Among the participants with rheumatic diseases, 36% were receiving glucocorticoids, 21% were being treated with hydroxychloroquine, 29% were on at least one biologic disease-modifying antirheumatic drug and 31% were receiving at least one conventional synthetic DMARD.

The researchers compared each patient with rheumatic disease with up to five comparators matched by age, sex and date of confirmed COVID-19 PCR. The primary analysis included multivariable Cox proportional hazard regression to estimate hazard ratios and 95% confidence intervals for COVID-19 outcomes, comparing patients with and without rheumatic disease and adjusting for potential confounders. Outcomes were assessed through end of follow-up in the system or Aug. 18.

Lastly, to further evaluate temporal trends in mechanical ventilation among patients with rheumatic disease, Serling-Boyd and colleagues compared risk among early and recent cohorts — specifically those with PCR testing before and after the midpoint among rheumatic disease patients — using similar methods.

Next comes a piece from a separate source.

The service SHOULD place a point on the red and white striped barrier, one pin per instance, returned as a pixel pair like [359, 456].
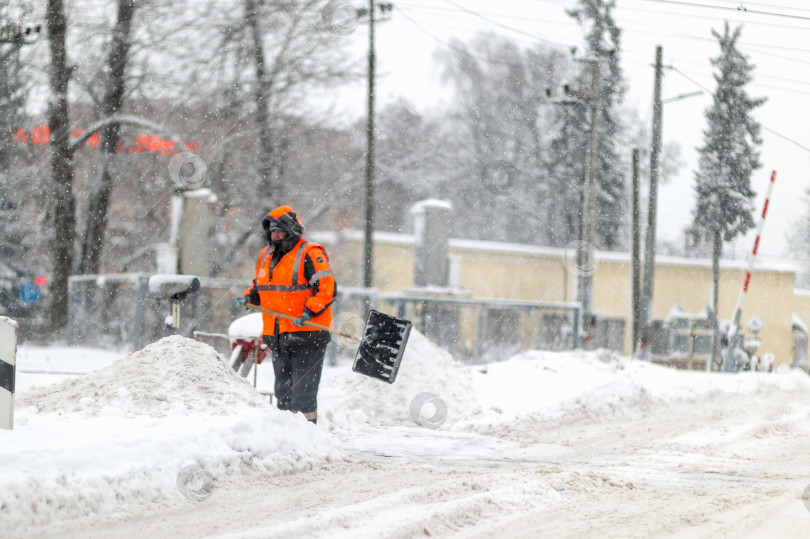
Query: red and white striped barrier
[735, 324]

According to the researchers, participants with rheumatic disease demonstrated a higher unadjusted risk for mechanical ventilation compared with comparators (unadjusted HR = 1.75; 95% CI, 1.12-2.74). However, after adjusting for race, smoking and CCI, there were no significantly higher risk for hospitalization (HR = 0.87; 95% CI, 0.68-1.11), intensive care unit admission (HR = 1.27; 95% CI, 0.86-1.86), mechanical ventilation (HR = 1.51; 95% CI, 0.93-2.44), or death (HR = 1.02; 95% CI, 0.53-1.95) among patients with rheumatic disease compared with those without.

In addition, the researchers observed a trend toward improvement in the risk for mechanical ventilation over time among those with rheumatic disease, with 10% in the recent cohort compared with 19% in the early cohort (adjusted HR = 0.44; 95% CI, 0.17-1.12).

Patients with rheumatic disease had a similar risk of severe COVID-19 outcomes compared with matched comparators,” Serling-Boyd said. “There was also a temporal trend toward improvement in the risk of mechanical ventilation for rheumatic disease patients. These findings provide reassurance for rheumatic disease patients, although close monitoring of patients with other comorbidities is warranted.”